Coalescer CFIFO Thread Locking
Summary: Cluster deadlocking from cfifo thread contention
Symptoms
Possible unresponsive isi commands, performance degradation, and client connection may appear to become unresponsive due to locking contention.
Cause
In some rare cases, the cluster may experience deadlocking due to thread contention.
This can be when multiple threads are performing an insert, while another thread is performing coalescer flush.
Resolution
This is resolved in 9.4.0.17+, 9.5.0.3 hotfix, 9.5.0.7.
To confirm the issue is occurring live, check for 'cfifo' thread locking on the cluster with the below command--
# isi_for_array ‘sysctl kern.proc.all_stacks |grep cfifo’
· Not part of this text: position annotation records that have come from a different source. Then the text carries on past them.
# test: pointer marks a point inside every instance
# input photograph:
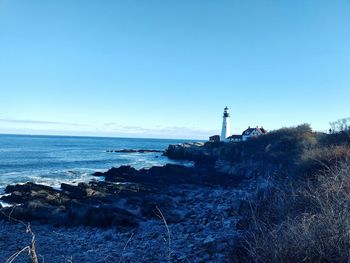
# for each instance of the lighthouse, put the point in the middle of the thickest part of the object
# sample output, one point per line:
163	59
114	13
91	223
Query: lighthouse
226	128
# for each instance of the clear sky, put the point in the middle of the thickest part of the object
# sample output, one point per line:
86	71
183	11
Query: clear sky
167	68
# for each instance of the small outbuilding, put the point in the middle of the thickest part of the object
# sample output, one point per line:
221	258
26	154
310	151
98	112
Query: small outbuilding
214	138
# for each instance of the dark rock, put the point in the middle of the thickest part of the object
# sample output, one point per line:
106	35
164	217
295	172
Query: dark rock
84	204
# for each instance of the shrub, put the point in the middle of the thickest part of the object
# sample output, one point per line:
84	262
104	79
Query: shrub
320	233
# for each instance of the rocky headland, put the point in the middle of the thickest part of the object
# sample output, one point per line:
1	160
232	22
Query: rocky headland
174	213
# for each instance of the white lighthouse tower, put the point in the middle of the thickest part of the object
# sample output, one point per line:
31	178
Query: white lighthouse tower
226	127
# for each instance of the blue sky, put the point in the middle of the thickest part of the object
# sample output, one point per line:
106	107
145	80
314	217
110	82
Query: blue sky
168	68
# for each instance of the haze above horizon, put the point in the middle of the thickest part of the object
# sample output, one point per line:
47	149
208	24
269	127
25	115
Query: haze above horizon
167	69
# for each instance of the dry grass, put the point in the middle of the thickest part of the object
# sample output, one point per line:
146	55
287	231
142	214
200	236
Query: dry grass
320	234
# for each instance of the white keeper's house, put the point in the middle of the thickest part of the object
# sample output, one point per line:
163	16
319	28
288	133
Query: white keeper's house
226	131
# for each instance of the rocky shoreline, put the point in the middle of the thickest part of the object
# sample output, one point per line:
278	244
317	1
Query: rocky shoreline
203	208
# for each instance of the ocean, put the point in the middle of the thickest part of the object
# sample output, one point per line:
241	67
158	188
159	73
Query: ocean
52	160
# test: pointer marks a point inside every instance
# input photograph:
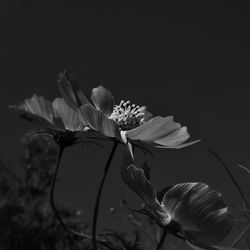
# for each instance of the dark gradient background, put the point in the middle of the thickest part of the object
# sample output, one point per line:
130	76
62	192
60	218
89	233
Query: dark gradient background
177	59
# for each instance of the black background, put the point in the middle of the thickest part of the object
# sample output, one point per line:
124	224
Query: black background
188	61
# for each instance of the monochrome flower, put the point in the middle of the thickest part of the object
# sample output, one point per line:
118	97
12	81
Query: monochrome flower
126	122
191	211
57	118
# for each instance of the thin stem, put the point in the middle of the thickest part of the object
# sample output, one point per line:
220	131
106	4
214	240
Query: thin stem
241	235
231	176
53	206
163	236
98	198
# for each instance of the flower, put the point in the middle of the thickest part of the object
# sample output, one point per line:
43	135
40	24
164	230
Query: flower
192	211
57	117
125	122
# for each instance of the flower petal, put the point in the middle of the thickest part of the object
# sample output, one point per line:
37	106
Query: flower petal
37	109
200	211
70	90
154	129
68	116
103	100
135	178
95	119
175	140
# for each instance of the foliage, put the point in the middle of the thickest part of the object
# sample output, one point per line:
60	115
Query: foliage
27	221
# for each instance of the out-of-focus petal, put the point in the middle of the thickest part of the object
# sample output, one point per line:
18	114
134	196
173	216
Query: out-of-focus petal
198	246
68	116
36	109
200	211
135	178
175	139
70	90
103	100
96	120
154	129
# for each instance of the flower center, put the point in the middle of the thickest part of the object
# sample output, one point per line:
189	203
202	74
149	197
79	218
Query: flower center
127	115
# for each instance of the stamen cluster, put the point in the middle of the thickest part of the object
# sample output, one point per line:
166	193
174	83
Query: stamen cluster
127	115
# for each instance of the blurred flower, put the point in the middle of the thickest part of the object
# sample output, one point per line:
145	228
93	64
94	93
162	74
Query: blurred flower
126	121
58	119
192	211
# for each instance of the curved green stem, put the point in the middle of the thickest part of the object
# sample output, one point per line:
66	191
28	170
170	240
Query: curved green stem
241	235
53	206
163	236
98	198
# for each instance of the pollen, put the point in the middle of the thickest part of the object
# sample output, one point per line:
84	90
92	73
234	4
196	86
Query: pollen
127	115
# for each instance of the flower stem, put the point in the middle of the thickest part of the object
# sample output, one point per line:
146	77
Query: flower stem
231	176
97	203
163	236
52	203
241	235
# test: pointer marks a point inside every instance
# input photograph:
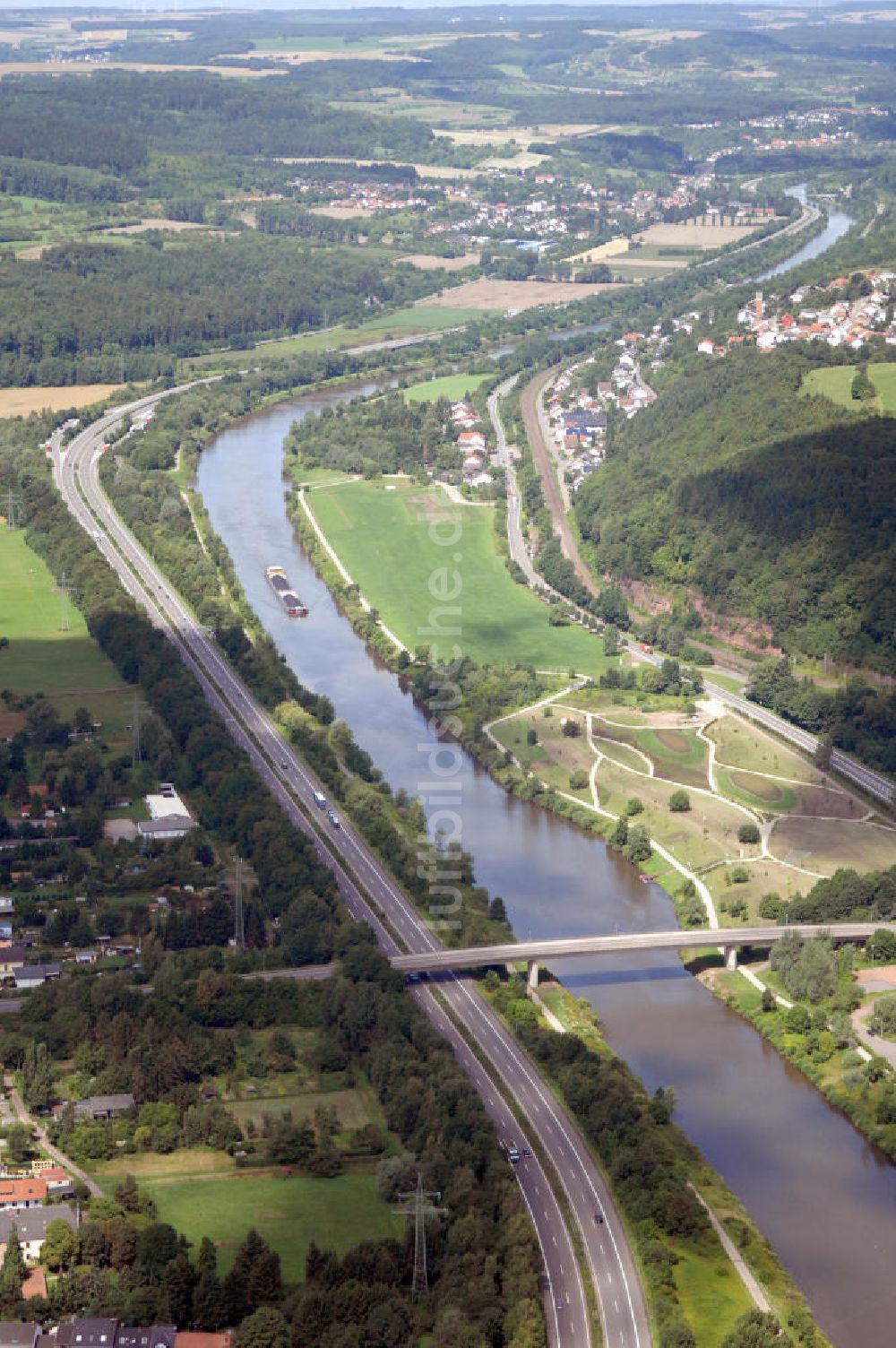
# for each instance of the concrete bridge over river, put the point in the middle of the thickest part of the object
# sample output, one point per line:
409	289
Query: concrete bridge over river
540	952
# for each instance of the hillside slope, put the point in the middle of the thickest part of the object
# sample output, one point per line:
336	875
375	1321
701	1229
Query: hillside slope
776	507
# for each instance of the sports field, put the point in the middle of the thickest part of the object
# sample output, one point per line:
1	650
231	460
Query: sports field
385	534
42	657
454	387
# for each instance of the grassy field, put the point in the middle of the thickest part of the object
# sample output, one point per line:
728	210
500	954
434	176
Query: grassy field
384	538
834	383
454	387
289	1212
743	746
837	385
711	1299
40	657
404	323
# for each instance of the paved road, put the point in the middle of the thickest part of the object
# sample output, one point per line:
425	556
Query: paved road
874	783
515	540
472	957
59	1157
535	429
396	925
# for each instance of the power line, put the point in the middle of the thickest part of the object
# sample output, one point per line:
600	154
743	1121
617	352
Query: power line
13	508
419	1208
136	747
64	604
238	928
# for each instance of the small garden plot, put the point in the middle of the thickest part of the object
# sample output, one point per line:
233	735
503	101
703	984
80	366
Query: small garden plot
743	746
823	850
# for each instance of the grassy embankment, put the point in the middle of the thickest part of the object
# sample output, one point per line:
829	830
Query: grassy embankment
706	1286
646	748
62	662
839	1072
382	534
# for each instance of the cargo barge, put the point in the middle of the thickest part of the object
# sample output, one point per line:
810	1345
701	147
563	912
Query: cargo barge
283	591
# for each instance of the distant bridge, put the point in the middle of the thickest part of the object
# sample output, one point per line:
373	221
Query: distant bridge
539	952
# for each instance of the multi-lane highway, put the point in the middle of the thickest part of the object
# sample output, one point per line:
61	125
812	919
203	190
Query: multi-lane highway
693	938
372	895
874	783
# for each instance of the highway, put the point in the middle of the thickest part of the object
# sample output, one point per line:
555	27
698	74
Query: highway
372	895
693	938
874	783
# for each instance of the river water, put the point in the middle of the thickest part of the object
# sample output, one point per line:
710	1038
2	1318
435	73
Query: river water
823	1197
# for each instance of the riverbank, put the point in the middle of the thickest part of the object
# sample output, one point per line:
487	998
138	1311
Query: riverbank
687	1272
857	1083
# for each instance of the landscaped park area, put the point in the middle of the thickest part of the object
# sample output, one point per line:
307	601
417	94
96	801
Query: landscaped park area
694	782
384	534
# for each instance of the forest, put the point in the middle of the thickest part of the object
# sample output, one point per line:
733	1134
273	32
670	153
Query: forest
85	312
775	507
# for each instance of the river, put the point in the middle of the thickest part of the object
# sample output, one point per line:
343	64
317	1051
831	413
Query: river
823	1197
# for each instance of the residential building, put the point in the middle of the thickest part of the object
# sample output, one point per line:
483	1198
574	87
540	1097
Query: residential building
16	1195
104	1107
31	1227
15	1335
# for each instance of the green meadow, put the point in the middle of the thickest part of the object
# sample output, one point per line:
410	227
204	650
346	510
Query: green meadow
384	532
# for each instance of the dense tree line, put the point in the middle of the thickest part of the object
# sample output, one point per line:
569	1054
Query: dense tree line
383	435
775	506
857	717
845	896
112	119
31	178
103	304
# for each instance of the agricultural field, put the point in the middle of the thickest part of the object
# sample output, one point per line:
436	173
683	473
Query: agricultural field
488	294
430	262
288	1211
23	402
40	655
382	534
692	233
454	387
415	321
836	383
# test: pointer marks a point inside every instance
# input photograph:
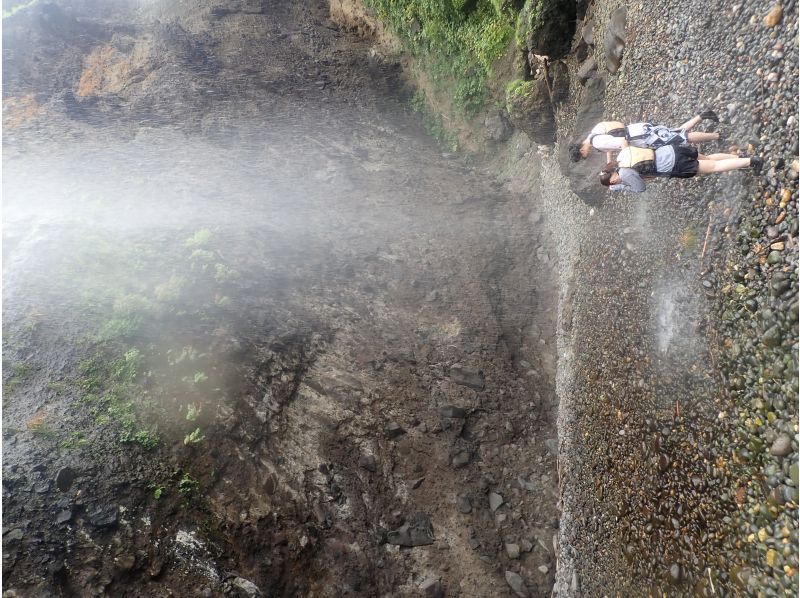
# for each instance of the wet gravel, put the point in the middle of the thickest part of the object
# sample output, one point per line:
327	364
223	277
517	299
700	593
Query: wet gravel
678	324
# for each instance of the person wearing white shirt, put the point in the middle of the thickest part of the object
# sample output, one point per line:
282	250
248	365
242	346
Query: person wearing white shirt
608	136
634	164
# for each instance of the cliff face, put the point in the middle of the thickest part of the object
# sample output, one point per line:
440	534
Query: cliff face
260	335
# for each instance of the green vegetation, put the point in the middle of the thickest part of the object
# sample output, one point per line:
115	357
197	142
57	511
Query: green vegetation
433	123
194	437
192	412
114	397
188	485
457	41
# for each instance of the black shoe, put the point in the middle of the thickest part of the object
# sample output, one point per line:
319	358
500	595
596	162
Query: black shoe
709	115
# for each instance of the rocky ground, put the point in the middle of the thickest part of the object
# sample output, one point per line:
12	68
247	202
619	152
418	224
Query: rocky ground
679	330
260	336
344	343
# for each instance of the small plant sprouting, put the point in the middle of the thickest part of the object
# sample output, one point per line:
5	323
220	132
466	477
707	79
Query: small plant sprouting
187	485
194	437
193	411
200	238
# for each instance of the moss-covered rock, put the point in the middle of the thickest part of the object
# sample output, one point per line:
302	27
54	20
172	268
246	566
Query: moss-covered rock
546	26
529	109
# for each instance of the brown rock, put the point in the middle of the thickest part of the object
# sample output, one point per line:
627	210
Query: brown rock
773	16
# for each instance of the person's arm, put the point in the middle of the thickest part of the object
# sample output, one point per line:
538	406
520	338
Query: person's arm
630	181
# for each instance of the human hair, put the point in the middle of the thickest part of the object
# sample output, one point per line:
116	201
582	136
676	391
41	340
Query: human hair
575	152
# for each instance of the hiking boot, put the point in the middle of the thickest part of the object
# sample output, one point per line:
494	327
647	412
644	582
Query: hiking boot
709	115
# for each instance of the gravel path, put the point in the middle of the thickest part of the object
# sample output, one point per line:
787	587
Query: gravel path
678	323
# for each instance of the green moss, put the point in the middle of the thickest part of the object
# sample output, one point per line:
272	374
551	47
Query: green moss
457	41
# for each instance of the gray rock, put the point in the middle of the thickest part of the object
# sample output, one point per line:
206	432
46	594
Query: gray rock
432	588
782	446
105	516
368	462
530	109
14	534
515	583
468	377
393	430
615	39
546	26
64	516
417	531
64	478
452	411
497	126
587	68
463	504
495	501
244	588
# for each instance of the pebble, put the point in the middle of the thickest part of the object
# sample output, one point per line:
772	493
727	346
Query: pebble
516	584
773	17
495	501
782	446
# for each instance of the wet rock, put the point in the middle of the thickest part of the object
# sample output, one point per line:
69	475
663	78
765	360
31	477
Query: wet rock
772	337
417	531
463	504
393	430
64	478
782	446
125	563
14	534
516	584
244	588
105	516
512	550
432	588
615	39
495	501
468	377
461	459
545	27
773	17
587	69
530	109
497	127
368	462
559	81
452	411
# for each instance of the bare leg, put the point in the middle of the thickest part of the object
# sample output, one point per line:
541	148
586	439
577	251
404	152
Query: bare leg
717	157
710	166
691	122
700	137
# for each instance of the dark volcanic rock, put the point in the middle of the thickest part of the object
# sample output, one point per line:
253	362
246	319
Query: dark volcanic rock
393	430
64	478
468	377
417	531
498	129
530	109
545	27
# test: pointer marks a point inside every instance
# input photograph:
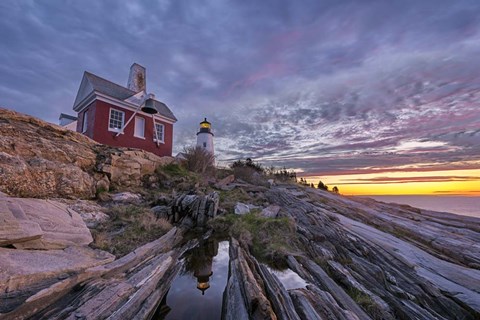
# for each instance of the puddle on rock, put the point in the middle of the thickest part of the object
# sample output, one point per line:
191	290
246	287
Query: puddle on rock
289	278
197	292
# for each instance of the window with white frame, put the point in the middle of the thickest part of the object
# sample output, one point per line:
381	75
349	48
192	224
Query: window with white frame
139	127
85	121
159	132
117	118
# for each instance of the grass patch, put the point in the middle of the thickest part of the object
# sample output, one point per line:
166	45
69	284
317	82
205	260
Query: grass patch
129	227
270	240
174	170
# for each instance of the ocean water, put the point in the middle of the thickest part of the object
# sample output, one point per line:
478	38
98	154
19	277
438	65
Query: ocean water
466	206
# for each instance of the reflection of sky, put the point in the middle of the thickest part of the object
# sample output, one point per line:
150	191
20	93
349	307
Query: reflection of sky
187	301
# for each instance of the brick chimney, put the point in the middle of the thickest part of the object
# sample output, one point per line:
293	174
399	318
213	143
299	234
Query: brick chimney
137	78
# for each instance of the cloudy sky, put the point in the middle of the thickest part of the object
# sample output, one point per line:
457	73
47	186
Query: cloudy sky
358	93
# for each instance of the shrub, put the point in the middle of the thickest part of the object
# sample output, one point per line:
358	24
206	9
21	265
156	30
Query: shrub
269	239
199	160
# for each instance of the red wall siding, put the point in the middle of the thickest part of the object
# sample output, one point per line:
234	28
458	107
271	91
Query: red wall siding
100	133
91	111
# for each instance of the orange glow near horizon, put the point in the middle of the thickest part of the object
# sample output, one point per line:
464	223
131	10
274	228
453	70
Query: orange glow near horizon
463	182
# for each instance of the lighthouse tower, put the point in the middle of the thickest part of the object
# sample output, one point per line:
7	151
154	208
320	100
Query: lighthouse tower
205	136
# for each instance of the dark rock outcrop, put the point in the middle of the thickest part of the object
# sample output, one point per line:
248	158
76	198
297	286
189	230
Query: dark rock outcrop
127	288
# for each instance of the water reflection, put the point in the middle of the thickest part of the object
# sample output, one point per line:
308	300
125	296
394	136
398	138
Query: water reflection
197	293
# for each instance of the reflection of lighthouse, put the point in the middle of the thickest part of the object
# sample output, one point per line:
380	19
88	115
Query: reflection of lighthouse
203	276
205	136
202	261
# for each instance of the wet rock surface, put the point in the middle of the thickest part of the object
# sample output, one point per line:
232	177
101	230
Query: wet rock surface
190	210
359	259
39	159
127	288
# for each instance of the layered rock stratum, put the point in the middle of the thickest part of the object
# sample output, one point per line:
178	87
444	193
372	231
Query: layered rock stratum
39	159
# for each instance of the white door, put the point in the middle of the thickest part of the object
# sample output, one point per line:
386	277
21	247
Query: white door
139	127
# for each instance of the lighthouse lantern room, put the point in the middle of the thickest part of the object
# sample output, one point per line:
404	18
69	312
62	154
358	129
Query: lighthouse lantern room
205	136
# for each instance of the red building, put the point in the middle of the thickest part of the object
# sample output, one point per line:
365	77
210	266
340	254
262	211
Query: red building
124	116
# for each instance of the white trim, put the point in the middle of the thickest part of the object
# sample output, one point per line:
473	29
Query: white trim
118	103
85	121
155	132
135	128
109	118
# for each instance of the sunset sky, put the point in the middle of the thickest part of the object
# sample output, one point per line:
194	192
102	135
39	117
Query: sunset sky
376	97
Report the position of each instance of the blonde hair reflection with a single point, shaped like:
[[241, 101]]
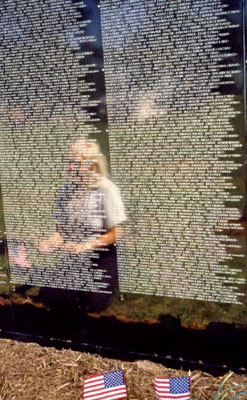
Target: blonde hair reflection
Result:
[[90, 150]]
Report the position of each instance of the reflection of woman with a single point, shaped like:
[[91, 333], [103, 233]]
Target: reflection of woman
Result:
[[89, 215]]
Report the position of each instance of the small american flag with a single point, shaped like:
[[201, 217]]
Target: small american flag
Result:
[[172, 388], [108, 386]]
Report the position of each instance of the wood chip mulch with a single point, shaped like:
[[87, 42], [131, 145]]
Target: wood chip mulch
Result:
[[29, 371]]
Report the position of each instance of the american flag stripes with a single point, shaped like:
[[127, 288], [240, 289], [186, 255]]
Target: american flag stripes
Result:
[[172, 388], [108, 386]]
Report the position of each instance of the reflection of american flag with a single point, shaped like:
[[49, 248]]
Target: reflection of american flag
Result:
[[18, 253], [172, 388], [106, 386]]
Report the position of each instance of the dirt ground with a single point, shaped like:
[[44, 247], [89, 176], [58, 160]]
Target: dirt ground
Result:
[[29, 371]]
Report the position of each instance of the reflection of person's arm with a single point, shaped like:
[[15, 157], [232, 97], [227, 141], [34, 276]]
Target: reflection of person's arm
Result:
[[102, 241], [51, 243]]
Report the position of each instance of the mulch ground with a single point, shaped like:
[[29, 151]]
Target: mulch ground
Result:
[[29, 371]]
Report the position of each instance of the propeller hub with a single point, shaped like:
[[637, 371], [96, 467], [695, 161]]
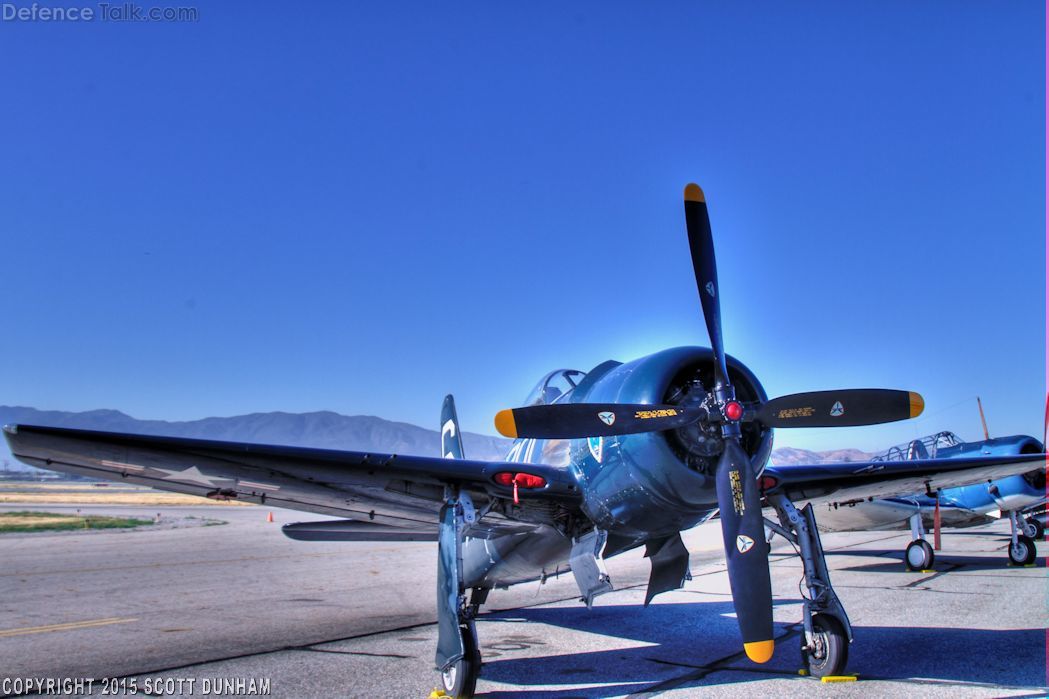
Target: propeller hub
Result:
[[733, 410]]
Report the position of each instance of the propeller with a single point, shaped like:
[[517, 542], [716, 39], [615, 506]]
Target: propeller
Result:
[[849, 407], [739, 496], [739, 500]]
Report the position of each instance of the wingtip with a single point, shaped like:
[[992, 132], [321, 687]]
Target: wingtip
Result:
[[917, 404], [693, 193], [760, 651], [505, 423]]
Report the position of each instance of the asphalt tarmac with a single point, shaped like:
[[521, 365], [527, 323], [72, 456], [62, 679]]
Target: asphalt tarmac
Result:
[[238, 601]]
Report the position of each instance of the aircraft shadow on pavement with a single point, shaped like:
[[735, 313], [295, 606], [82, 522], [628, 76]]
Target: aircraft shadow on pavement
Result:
[[891, 560], [697, 644]]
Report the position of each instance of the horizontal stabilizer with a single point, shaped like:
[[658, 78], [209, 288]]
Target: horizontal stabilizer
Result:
[[350, 530]]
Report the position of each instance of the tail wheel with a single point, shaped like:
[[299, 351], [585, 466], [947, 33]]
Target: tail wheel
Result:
[[461, 679], [919, 555], [1023, 552], [830, 652]]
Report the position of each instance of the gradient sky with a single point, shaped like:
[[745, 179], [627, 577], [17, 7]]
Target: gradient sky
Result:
[[361, 208]]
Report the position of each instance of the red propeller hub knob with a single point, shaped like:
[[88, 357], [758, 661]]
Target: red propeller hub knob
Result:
[[733, 410]]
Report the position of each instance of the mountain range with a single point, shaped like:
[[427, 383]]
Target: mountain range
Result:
[[324, 429]]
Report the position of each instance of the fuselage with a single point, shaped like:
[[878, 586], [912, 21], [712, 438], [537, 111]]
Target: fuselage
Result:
[[636, 487], [966, 506]]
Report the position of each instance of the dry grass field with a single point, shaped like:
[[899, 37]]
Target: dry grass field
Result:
[[29, 522], [88, 493]]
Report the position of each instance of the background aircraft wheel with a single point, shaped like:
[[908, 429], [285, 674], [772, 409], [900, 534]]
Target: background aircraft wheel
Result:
[[1023, 552], [919, 555], [461, 679], [831, 652], [1033, 529]]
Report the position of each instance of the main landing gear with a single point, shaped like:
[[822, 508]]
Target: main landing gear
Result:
[[458, 655], [825, 643], [1033, 529], [918, 554], [1022, 550]]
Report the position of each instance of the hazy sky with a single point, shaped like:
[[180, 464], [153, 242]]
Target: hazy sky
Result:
[[358, 208]]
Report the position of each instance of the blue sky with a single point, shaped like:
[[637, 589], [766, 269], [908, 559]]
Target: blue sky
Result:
[[362, 208]]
If cfifo is shown waiting over 100k ticks, then a panic of the node will be required to release the lock.
Example--
Waiting on 0xfffff8142b2dd580 with msg "cfifo" for 32619857 ticks <------ cfifo waiting for over 100k ticks Stack: -------------------------------------------------- kernel:sched_switch+0xbcc kernel:mi_switch+0x128 kernel:sleepq_wait+0x2b kernel:_sleep+0x264 kernel:write_sleep+0x4e kernel:coalescer_insert+0x1e26 kernel:coalescer_write+0x2bfe kernel:bam_coal_write+0x64 kernel:_ifs_write_mbuf+0x6b kernel:ifs_vnop_wrapunlocked_write_mbuf+0xdc kernel:VOP_UNLOCKED_WRITE_MBUF_APV+0x93 isi_lwext.ko:lwextsvc_write+0x4ff kernel:amd64_syscall+0x380 --------------------------------------------------
In case there is concern of experiencing the above issue, a case must be raised to support with a full log gather for review.